“Well, William, if you are even half as bright as your siblings…”

It was September 1962. I was late for my first Math 120 class in Arts 100 so tried to enter the huge lecture hall without being noticed. Dean Walter Gage, who had already begun his lecture, stopped and asked me if I was lost. I was so nervous that I could not answer.

“This is Math 120, son. Are you in this class?” he asked.

“I think so,” I replied timidly.

Pulling out the class list, he asked, “name and student number?” I managed to choke out: “Wilson, William Lane, 94621621, Sir.”

“Wilson?” he queried. “Are you a Native Indian, William?”
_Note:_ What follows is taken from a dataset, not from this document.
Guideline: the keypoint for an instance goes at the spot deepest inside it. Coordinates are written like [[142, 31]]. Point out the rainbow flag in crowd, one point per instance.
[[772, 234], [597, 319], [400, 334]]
I was one of the few Native Indians at the university at the time. My brothers and sister had gone before me, but I felt very much alone, especially standing before the famous math teacher.

“Is Reginald Wilson your brother?” he asked.

“Yes sir,” I replied, near tears.

“Then Cal and Donna must be your brother and sister, right?” the Dean asked smiling. “Well, William, if you are even half as bright as your siblings, you will be a great contribution to this class. Now find a seat and with your permission I will continue with the lecture.”

In one brief moment this great man made me feel comfortable in a totally intimidating environment. I was fortunate enough to meet with him many times later, and even be one of many to whom he would lend money to “get by.” It was a seminal moment in my life.